Entendo que o que está em questão é a privacidade da pessoa e que foto alguma deve sair do âmbito privado sem consentimento, mas vamos lá, pensem comigo. Que homem teve sua vida devastada depois de um nude na rede? Que homem foi perseguido e até estuprado porque, se mandou foto pelado, é vagabundo? Piranho? Quem perdeu o emprego por ter o órgão sexual exposto? Que homem teve que deixar de frequentar a escola por estar sendo hostilizado?

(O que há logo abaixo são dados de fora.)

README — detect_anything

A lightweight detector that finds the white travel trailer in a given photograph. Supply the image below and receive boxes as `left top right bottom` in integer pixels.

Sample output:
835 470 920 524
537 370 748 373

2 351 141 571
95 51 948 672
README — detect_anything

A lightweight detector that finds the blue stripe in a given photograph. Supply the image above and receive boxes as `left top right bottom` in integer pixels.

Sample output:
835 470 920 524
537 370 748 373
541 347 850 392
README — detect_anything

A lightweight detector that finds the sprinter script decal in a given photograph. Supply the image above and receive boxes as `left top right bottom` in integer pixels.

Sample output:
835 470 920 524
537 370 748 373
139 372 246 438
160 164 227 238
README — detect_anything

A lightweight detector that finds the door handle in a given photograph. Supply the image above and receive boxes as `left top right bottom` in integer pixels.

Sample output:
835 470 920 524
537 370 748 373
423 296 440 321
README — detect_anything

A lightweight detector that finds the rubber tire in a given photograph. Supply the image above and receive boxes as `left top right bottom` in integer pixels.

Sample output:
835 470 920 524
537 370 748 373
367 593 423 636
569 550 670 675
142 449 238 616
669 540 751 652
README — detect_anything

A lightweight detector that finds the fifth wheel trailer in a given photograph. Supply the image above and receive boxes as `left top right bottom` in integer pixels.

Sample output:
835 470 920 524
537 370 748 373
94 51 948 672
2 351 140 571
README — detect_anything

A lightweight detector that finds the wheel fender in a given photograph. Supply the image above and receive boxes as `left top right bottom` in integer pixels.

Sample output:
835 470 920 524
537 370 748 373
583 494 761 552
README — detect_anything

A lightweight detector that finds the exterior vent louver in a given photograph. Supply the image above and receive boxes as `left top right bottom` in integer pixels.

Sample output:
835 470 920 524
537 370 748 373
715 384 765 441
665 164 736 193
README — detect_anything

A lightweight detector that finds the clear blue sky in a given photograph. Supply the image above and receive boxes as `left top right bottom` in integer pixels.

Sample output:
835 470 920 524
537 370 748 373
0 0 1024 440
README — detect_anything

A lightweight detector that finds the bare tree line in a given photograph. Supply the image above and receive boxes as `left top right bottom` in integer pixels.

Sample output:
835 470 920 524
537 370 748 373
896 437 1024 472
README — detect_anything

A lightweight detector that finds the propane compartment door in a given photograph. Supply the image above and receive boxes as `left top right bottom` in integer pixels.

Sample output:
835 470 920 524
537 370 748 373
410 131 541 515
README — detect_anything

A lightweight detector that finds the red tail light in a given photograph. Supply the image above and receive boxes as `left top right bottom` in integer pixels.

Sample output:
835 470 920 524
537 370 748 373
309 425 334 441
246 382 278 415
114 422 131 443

Essa é a famosa falsa simetria. Não é a mesma coisa pra um e pra outro porque homens e mulheres não são tratados da mesma forma, especialmente quando se trata de corpo e de sexualidade. Enquanto o homem é criado para ser garanhão, pegar todas e tem sua sexualidade encorajada desde a mais tenra idade (quem lembra do Neymar dizendo pro filho, de uns dois anos, mostrar como "beija as menininha", em uma cena grotesca de um bebê fazendo movimentos com a língua?), as meninas são incentivadas a serem recatadas, a não mostrarem o corpo, sequer conhecerem o corpo. Sentar direito, perninha fechada.
É o fim do mundo que uma garota possa ser ameaçada pela exposição de sua intimidade. Quanto mais jovem, pior a consequência. Várias meninas já entraram em depressão e até se suicidaram.
Pais e mães de meninos: vocês precisam falar com os filhos de vocês. Precisam rever os conceitos de masculinidade que destroem a humanidade dos meninos e os transformam em pessoas cheias de raiva e sem empatia. Eu, mãe de menina, faço o que posso. Mas é muito complicado reeducar filho dos outros. "Seja homem. Seja comedor. Não chore. Não seja mulherzinha." Chega disso. "Prende as suas cabras que meu bode tá solto." Seu filho é um bode? Seu filho não é um bode. Aliás, nunca conheci um bode que ameaçasse expor cabras, então: por favor.
Eu sei que a família não é a única responsável pela educação, posto que não vivemos em uma bolha e a sociedade toda influencia nossas crias. A mudança tem que ser total. Estrutural. E vai demorar. Façamos a nossa parte. Ensinem respeito. Sem essa de que mulher tem que "se dar respeito". O respeito é nosso. Por direito.